Apply the 3-2-1 backup rule to Postgres:

  • 3 copies of the data
  • 2 different storage media
  • 1 offsite copy

In practice:

  • Copy 1: The live database
  • Copy 2: A hot standby (streaming replication)
  • Copy 3: WAL archives and base backups in cloud object storage (S3, GCS)

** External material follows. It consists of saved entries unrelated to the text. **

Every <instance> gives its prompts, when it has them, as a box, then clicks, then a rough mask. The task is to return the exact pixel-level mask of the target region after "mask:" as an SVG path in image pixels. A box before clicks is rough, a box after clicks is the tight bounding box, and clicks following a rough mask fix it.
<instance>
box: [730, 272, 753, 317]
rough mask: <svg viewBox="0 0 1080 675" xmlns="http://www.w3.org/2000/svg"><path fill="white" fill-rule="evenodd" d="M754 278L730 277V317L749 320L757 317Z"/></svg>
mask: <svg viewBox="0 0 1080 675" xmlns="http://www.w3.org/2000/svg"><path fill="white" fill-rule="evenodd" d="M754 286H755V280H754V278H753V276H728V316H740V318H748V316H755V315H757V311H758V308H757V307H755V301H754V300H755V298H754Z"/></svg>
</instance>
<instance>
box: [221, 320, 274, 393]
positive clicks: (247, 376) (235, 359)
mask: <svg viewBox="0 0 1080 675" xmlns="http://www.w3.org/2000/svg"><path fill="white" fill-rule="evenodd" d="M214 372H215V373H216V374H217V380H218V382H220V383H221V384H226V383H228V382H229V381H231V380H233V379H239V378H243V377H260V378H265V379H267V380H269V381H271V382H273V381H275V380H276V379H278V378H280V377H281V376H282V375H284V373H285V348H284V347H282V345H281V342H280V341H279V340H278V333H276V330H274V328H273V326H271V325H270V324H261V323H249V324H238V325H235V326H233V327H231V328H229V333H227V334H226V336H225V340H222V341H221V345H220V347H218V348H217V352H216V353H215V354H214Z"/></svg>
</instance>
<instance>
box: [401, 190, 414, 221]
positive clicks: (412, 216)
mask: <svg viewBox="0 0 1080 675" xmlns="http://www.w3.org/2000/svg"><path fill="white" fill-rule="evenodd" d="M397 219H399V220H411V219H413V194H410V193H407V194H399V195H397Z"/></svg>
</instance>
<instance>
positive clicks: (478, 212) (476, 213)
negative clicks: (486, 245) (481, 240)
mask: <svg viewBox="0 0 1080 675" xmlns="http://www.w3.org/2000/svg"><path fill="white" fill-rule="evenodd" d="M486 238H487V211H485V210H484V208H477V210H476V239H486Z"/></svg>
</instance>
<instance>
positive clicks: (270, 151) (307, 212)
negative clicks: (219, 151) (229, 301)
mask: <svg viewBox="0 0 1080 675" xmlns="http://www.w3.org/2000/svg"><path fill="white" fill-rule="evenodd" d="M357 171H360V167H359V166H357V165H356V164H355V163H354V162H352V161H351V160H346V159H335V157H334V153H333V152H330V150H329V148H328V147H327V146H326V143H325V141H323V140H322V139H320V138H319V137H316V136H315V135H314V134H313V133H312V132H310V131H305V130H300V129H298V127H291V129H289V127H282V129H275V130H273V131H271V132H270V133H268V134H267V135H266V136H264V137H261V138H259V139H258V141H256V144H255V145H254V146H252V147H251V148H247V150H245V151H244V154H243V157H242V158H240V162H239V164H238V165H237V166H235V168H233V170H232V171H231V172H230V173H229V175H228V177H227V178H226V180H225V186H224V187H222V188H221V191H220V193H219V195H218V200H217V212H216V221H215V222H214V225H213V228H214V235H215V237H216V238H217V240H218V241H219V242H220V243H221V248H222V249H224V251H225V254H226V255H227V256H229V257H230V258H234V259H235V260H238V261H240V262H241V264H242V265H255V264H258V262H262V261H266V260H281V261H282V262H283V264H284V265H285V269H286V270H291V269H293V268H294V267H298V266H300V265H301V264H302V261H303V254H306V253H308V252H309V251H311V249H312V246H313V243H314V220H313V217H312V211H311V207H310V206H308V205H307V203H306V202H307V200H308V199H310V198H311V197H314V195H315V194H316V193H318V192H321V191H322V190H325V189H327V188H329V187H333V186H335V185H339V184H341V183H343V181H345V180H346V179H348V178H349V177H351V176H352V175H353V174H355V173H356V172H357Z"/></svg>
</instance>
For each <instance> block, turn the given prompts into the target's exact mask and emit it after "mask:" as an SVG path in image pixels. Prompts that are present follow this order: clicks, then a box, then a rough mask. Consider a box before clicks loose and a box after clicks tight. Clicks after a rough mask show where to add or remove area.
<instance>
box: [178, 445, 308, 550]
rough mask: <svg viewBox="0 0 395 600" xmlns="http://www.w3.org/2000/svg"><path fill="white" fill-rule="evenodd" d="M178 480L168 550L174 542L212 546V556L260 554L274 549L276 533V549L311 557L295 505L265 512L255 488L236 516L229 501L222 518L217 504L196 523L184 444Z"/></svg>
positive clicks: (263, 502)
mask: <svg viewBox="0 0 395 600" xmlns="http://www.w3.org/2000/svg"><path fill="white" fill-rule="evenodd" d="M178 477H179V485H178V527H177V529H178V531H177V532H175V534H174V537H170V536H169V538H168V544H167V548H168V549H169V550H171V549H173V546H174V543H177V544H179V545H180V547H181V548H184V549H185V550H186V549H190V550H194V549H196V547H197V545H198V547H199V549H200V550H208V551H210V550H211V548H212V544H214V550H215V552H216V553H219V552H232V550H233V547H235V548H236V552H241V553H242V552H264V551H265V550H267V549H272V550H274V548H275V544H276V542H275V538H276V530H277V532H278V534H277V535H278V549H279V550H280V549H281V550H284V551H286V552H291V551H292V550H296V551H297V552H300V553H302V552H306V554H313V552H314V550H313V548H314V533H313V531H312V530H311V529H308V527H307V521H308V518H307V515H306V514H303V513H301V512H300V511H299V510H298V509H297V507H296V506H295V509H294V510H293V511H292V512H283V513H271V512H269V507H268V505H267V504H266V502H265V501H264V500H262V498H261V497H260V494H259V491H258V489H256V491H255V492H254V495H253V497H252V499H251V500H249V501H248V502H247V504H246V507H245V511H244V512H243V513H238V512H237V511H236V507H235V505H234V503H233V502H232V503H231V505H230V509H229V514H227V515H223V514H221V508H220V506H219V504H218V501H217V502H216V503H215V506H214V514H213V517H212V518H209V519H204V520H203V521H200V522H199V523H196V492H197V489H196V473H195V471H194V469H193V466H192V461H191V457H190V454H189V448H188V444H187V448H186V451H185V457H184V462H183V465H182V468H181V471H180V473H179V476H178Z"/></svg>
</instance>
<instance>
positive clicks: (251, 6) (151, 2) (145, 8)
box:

The standby gives you fast failover (RTO in minutes). The cloud backup gives you PITR and protection against logical corruption and catastrophic datacenter failures.

Monitoring Backup Health

Critical metrics to alert on:

-- Is WAL archiving working?
-- (Check pg_stat_archiver)
SELECT archived_count, last_archived_wal, last_archived_time,
       failed_count, last_failed_wal, last_failed_time
FROM pg_stat_archiver;

Alert if:

  • last_archived_time is more than 5 minutes old
  • failed_count increased since the last check
  • Base backup hasn’t run in the configured interval
  • Backup storage usage is growing unexpectedly

pgBackRest has built-in check and verify commands:

pgbackrest --stanza=main check  # Verify archiving is working
pgbackrest --stanza=main verify  # Verify backup files are intact

Backup and recovery is the insurance policy for everything in this book. You can optimize performance, harden security, and design elegant schemas — but without working backups, a single hardware failure or operator error can erase it all. Invest in your backup strategy proportionally to the value of your data. For almost any production system, that means WAL archiving, regular base backups to offsite storage, and tested restores.